San Juan Bosco: maestro y padre de la juventud
FIESTA: 31 DE ENERO
Sacerdote, fundador de la Congregación Salesiana y la Congregación de las Hijas de María Auxiliadora; especial amigo de los jóvenes; y un hombre, que nos manifiesta con su vida que la compasión hacia los hermanos nacida del amor a Dios y a la Santísima Virgen nos lleva a realizar obras extraordinarias.
En 1815 nació en la aldea de Becchi, al norte de Italia. Sus padres eran campesinos y de vida muy humilde.
Cuando tenía sólo dos años se murió su padre. Quedando él y sus dos hermanos a cargo de su madre Margarita, Juan, tuvo que trabajar desde muy joven para ayudar a su familia a seguir adelante. Entretanto, supo aprovechar sus ratos de ocio para estudiar.
A los nueve años de edad tiene una visión. En ella descubre su vocación de sacerdote, y le despierta un gran interés por ganar a los adolescentes para la fe cristiana. Ésta sólo sería la primera de muchas visiones a lo largo de su vida.
“Iría hasta Superga arrastrando la lengua con tal de salvar un alma”
Ya de temprana edad se decidió a hacer algo para que los niños no dejaran de ir a Misa. Sólo observando, y con práctica, aprendió trucos de prestidigitación, malabarismos y otras habilidades por el estilo consiguiendo atraer su atención. Y aún siendo mayor, desarrollaba éstas habilidades para divertir a los pequeños.
A los veinte años entró en el seminario de Chieri y fue ordenado en 1841. Luego, viaja Turín a comenzar su labor celebrando su primera Misa.
Su director espiritual le había dado un consejo: “Camina y mira a tu alrededor”. Visitando las cárceles y los hospitales observa con compasión que los jóvenes viven en focos de vicio y de peleas. Ociosos y desolados terminan prisioneros por robo o a causa de las rivalidades que se daban en las calles.
"Como sea, debo hacer lo imposible para evitar que encierren en las cárceles a chicos tan jóvenes."
El 8 de diciembre de 1841 acoge al primer chico de la calle. A los tres días tiene consigo a nueve; seis meses más tarde a ochenta. Así nace el Oratorio Salesiano. Estos jóvenes veían en Don Bosco un padre y un maestro, su admiración llevaba a algunos de ellos a querer ser cómo él.
“Los jóvenes no sólo deben ser amados, sino que deben notar que se les ama”
El 18 de Diciembre con un sacerdote, quince clérigos y un estudiante nace “la Pía Sociedad de San Francisco de Sales” con el objetivo de educar a los jóvenes, especialmente a los más pobres, mediante la pedagogía de la cercanía y la amabilidad, a fin de que éstos lleguen a ser "honrados ciudadanos y buenos cristianos".

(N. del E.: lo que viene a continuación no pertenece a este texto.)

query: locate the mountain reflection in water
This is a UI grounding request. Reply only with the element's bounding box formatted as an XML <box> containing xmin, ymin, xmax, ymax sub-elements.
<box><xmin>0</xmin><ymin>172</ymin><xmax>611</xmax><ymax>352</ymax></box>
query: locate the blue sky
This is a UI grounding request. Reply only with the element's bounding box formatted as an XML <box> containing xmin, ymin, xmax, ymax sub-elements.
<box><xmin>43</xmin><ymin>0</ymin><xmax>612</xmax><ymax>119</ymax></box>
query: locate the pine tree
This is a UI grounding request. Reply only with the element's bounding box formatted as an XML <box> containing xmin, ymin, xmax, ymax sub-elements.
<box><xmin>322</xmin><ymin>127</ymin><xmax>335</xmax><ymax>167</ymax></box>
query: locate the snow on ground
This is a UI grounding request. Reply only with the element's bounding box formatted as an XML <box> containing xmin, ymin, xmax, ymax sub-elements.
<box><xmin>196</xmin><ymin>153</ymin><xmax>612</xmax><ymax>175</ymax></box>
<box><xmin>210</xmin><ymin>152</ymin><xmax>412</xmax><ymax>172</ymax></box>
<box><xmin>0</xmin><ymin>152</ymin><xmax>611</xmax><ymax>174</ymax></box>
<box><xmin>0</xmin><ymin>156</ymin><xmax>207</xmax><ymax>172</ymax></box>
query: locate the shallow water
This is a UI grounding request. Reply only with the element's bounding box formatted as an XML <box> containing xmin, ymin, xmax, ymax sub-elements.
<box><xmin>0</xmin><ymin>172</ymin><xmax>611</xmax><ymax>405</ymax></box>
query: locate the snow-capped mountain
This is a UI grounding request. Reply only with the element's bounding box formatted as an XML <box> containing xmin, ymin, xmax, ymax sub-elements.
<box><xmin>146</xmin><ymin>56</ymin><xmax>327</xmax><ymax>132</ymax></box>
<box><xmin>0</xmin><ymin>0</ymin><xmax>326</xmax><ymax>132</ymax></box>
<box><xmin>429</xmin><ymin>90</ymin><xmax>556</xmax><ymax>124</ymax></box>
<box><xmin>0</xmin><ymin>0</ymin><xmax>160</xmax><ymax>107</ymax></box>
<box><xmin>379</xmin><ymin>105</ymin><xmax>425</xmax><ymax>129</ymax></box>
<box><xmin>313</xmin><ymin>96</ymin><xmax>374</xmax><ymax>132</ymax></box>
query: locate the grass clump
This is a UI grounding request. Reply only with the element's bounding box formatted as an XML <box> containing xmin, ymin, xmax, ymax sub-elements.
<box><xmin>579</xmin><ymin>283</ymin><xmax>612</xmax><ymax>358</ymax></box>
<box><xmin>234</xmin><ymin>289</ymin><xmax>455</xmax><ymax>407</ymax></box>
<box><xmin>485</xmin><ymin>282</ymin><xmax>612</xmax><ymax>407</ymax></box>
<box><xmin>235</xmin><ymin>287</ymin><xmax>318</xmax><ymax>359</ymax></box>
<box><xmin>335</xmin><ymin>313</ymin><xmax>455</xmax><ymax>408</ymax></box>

El 26 de enero de 1854 nace oficialmente la Congregación Salesiana. Diez años después se pone la primera piedra del Santuario de María Auxiliadora en Turín. Ocho años más tarde inicia la Congregación de las Hijas de María Auxiliadora (Salesianas) cuya labor era la misma que para los jóvenes pero entre las niñas. En noviembre de 1875 parten para América los 10 primeros misioneros salesianos. Al año siguiente funda los Cooperadores Salesianos, tercera rama de la Familia Salesiana.
“La Eucaristía y la Virgen son las dos columnas que han de sostener nuestras vidas”. Y también decía: “Sed devotos del Papa, es una de nuestras principales devociones”
Pero la obra más grande que Don Bosco deja a la Iglesia es su sistema de educación de la juventud, el "Sistema Preventivo". Porque su principio pedagógico consistía en “Prevenir las faltas, no reprimirlas”, con una vigilancia cuidadosa del desarrollo de la conducta de sus alumnos y con su animación personal y orientación hacia la frecuencia de los sacramentos y la vida de piedad. Este sistema fue uno de los mayores legados que hayan recibido la Psicología y Pedagogía infantiles.
“Salud, sabiduría, santidad” (son las tras « S» en las que insistía Don Bosco)
Murió en el amanecer del 31 de enero de 1888. A los salesianos que están en torno a su lecho les dijo: "Quereos como hermanos. Haced el bien a todos, el mal a nadie... Decid a mis muchachos que los espero a todos en el Paraíso."
Así concluyó la vida de este santo que supo llevar adelante su obra como resultado del amor a Dios, la compasión por sus hermanos y la confianza en la Divina Misericordia. Para él la santidad consistía en “estar siempre alegres”; y la alegría es nada menos que aquella gracia que se nos otorga cuando sabemos dilucidar la misión que Nuestro Señor espera de cada uno, y entregamos la vida para el cumplimiento de su Voluntad, como nos enseñó San Juan Bosco con cada una de sus acciones.